Psoriatic arthritis is a chronic autoimmune inflammatory arthritis that is seen in association with skin psoriasis. It affects men and women in equal proportion and can affect all age groups including children.
There are some genetic tendencies for development of this disease. There are theories that an infection could also trigger this condition in a person with the right genetic makeup.
About 15-30 percent of patients with psoriasis will develop the arthritis.
Usually the psoriasis occurs before the joint inflammation but not always.
Patients can present in a variety of ways. The spectrum includes inflammation of one or two small joints to widespread inflammation in multiple small and large joints including the sacroiliac joints.
A rheumatologist usually diagnoses this condition from history, physical exam and X-rays. Blood tests will be done to rule out other types of arthritis but usually psoriatic arthritis is blood test negative.
Treatment involves medications that reduce inflammation.
These include non-steroidals which help mild arthritis pain, stiffness and swelling.

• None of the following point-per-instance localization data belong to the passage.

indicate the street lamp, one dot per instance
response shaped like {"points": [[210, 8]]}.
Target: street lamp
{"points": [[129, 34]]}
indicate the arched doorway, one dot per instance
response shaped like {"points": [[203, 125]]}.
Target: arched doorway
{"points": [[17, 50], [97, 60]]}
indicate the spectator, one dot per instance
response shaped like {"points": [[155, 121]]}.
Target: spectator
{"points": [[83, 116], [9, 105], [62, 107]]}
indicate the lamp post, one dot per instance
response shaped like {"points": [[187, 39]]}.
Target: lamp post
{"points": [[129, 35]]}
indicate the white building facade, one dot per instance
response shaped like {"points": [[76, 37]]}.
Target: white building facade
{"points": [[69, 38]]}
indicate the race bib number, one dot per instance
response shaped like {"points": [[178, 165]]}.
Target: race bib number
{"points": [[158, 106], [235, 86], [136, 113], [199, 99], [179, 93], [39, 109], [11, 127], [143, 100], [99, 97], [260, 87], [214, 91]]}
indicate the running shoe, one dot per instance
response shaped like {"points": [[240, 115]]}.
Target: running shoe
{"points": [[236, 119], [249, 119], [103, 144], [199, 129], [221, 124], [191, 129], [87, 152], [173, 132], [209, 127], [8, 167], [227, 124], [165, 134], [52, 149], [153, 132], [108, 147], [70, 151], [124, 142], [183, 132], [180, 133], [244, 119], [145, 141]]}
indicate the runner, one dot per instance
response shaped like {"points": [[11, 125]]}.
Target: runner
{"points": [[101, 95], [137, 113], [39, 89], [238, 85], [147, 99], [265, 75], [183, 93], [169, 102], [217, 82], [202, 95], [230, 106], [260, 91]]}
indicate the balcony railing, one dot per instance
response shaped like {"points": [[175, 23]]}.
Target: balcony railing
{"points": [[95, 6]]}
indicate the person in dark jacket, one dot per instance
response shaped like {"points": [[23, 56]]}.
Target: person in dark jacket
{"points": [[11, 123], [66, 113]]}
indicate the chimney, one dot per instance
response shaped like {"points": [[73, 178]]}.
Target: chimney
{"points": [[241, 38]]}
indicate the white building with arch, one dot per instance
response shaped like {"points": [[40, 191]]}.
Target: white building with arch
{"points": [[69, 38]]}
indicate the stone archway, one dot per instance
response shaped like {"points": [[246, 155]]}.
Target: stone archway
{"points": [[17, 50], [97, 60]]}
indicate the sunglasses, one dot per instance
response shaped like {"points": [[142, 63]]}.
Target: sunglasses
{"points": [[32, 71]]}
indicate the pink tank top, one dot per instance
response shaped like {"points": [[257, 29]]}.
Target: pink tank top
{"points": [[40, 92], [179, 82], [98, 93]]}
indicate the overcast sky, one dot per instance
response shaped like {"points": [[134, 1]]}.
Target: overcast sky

Other medications can treat both the skin and joints. These include methotrexate, sulfasalazine and leflunomide.
Newer agents called biologic drugs have been developed to block molecules and their receptors decreasing inflammation.
These medications can suppress the immune system. They include Enbrel, Humira, Remicade, Cimzia, and Simponi.
Early treatment is important to diminish the risk of joint damage and improve overall outcomes.
Destructive inflammatory joint disease.
Most commonly seen in people with psoriasis but affecting only a small percentage of patients with psoriasis.
Disabling disease that requires skilled treatment with immunosuppressive medications.